Sélection de lettres adressées à L. G. Werner :

L.A.S. Rabat, le 1er juin 1932. 4 pp. in-4°.

Très pris, il évoque l’expédition à Alger dont le but était l’étude des collections du Musée du Bardo : « Les collections R., appartenant maintenant à l’Etat, comprennent en chiffre rond 150.000 pièces réunies en Afrique du Nord. » [Maurice Reygasse, préhistorien français, fut le premier conservateur du musée de préhistoire et d’ethnographie africaine d’Alger. Il en fut aussi le fondateur car il avait fait don à l’Algérie de toutes ses collections recueillies au cours de ses années de recherche. Ces collections furent rassemblées au Bardo, un palais mauresque datant du XIIIe siècle et racheté en 1927 par le gouvernement général de l’Algérie]. Reygasse était en train de réorganiser ses vitrines et Ruhlmann a pu étudier en détail à part diverses pièces qu’il énumère. Il critique au passage « ces classifications qui compliquent de plus en plus les études préhistoriques », et argumente par des exemples précis. « Mais, les choses en sont là et nous autres sont [sic] obligés de nous y mettre ». Il remarque que l’âge de bronze fait complètement défaut. Il en connait cependant personnellement 4 objets. « Le fer, par contre, appartient, à ce qu’il paraît, déjà à l’époque historique ainsi que les tumuli. Toutes ces indications sont à vérifier et je ne demande pas mieux que de pouvoir étudier tout particulièrement ces questions. » A part le Bardo, il a visité également le musée archéologique d’Alger ainsi que 2 sites de fouilles dont Tipasa où il a « vu pratiquer des fouilles scandaleuses […] Le chef de chantier est un ex-maçon de 72 ans et les autres sont des indigènes qui comprennent en matière d’archéologie à peu près autant, sinon plus, que leur « patron » ». Au retour, il a visité Oran et son musée, Tlemcen et Fez. Beau voyage d’étude dont il compte profiter pour ses travaux futurs. Il évoque ensuite les nouvelles archéologiques alsaciennes « qui m’intéressent comme par le passé » et le congrès annuel des Sociétés savantes ; il attend les bulletins du Musée et de la Société. Il pense se réabonner à la Vie en Alsace, « à condition que le contenu correspond à la dépense. Dans le temps le côté historique a été sacrifié à l’illustration et des textes plus ou moins scientifiques. » Il évoque à cette occasion un petit texte sur le Mont Saint-Odile qu’il serait heureux de caser éventuellement dans cette revue, et lui demande d’intervenir dans ce sens.

 

L.A.S. Rabat, le 1er Août 1932. 4 pp. in-4°. Avec photo légendée au dos : « Graffitis berbères près Ighoum [?] (Haut-Atlas) groupe I».
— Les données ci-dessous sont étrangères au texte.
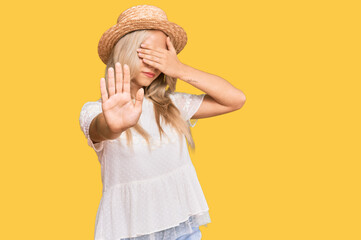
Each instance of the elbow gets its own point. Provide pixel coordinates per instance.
(241, 100)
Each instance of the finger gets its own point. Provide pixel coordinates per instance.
(170, 45)
(126, 79)
(118, 77)
(103, 90)
(139, 99)
(111, 81)
(159, 53)
(153, 64)
(150, 57)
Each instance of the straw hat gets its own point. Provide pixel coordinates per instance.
(136, 18)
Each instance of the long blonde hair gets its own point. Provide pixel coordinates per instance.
(125, 52)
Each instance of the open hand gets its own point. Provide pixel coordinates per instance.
(119, 110)
(164, 60)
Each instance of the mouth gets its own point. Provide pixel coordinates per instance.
(149, 74)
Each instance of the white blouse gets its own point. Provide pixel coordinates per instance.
(147, 190)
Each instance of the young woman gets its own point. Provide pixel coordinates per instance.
(140, 125)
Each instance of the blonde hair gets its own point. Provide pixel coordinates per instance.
(125, 52)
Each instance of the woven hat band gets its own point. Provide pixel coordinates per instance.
(142, 12)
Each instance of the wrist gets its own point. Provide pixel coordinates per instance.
(183, 71)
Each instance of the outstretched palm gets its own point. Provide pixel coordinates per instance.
(119, 110)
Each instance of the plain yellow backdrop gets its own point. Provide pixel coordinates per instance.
(285, 166)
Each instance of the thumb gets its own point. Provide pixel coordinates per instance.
(170, 45)
(139, 99)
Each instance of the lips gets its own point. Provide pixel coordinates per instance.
(149, 74)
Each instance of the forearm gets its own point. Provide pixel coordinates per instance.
(99, 130)
(218, 88)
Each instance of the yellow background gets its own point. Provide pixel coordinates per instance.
(285, 166)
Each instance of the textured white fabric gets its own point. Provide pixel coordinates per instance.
(147, 190)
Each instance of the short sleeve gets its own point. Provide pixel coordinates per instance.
(88, 112)
(188, 104)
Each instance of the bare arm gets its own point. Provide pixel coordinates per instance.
(221, 97)
(119, 111)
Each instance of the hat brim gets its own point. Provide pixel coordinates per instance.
(110, 37)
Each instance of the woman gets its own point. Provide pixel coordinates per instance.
(139, 130)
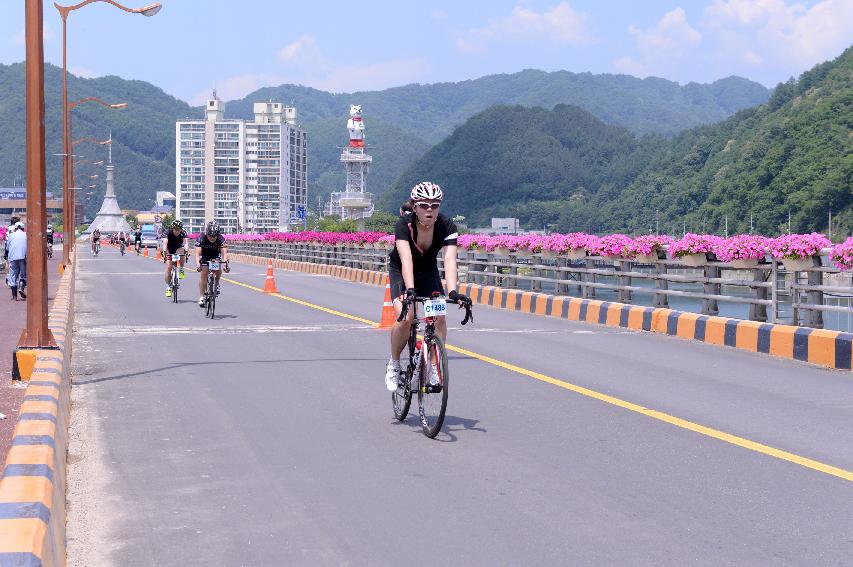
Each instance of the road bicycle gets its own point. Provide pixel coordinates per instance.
(427, 370)
(210, 289)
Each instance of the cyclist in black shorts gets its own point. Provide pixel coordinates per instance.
(174, 240)
(209, 246)
(413, 266)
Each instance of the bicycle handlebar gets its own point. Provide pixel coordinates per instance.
(469, 315)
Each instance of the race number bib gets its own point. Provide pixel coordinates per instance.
(435, 308)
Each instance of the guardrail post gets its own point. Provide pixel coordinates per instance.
(814, 317)
(624, 294)
(661, 299)
(709, 306)
(759, 312)
(587, 292)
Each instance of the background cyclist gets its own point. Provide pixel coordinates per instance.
(96, 238)
(174, 240)
(209, 246)
(413, 266)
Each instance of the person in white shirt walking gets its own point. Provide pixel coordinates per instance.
(17, 245)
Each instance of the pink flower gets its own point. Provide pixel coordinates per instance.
(842, 255)
(798, 246)
(741, 247)
(694, 244)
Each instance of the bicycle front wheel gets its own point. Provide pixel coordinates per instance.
(432, 386)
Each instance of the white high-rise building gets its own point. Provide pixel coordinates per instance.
(248, 176)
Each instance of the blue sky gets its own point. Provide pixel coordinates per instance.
(241, 45)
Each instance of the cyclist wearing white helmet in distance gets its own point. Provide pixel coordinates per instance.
(413, 266)
(175, 239)
(209, 246)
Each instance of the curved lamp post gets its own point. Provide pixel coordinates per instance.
(67, 173)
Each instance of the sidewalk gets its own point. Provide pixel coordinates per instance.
(13, 316)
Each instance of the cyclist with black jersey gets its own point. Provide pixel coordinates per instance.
(174, 240)
(413, 266)
(209, 246)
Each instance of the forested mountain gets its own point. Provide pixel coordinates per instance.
(562, 167)
(402, 123)
(143, 133)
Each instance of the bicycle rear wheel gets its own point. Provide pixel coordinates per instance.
(432, 398)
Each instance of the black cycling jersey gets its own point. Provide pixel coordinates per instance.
(174, 242)
(444, 234)
(210, 250)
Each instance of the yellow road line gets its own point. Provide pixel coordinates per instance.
(654, 414)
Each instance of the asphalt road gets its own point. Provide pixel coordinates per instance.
(266, 437)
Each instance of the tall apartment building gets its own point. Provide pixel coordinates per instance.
(248, 176)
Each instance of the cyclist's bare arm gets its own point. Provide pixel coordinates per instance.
(450, 271)
(408, 270)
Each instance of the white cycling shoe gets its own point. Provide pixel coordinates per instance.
(392, 375)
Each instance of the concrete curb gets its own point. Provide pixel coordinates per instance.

Il évoque son intense activité d’archéologue. Massif du Siroua dans l’Anti-Atlas où « nous comptons parmi les premiers Européens qui ont passé par là ». Il y a trouvé « une pierre gravée inconnue et inédite jusqu’à ce jour. Son décor est de style géométrique, soit un genre à part et qui ne figure, hélas, dans aucun des ouvrages qui traitent des « pierres écrites » de l’Afrique Mineure […] » ; [voir photo ?] ; il se pose de nombreuses questions quant à son origine et sa datation Il a également découvert à proximité un monument mégalithique avec galerie couverte. Les deux pièces ont sans doute un rapport. « Cette espèce de tombe pré-ou protohistorique étant « marabout », le problème ne sera jamais définitivement solutionné, car défense absolue d’y toucher. » Il compte cependant publier ces deux trouvailles, et souhaite en attendant en préserver l’exclusivité tout en consultant des spécialistes en langue berbère et d’autres savants, exercice difficile. Il lui adresse d’autre part le brouillon dactylographié d’une note archéologique  sur laquelle il souhaite son avis. Il l’informe que Chatelain lui a confié la direction des fouilles de Thamusida, autre cité romaine du Maroc. Il organise matériellement le chantier pour commencer les fouilles d’ici une quinzaine de jours. « Si on nous accorde les crédits successifs, ces fouilles représentent plusieurs années de recherches. » Il demande ensuite des nouvelles d’Alsace et souhaite recevoir les tirés à part des publications de son correspondant. Il part demain pour Volubilis pour une quinzaine de jours remplacer le conservateur en congé.

 

C.A.S. Volubilis, le 14/8/32. 2 pp. in-8° au verso de 2 cartes photos du site. Avec 7 autres cartes de même, vierges.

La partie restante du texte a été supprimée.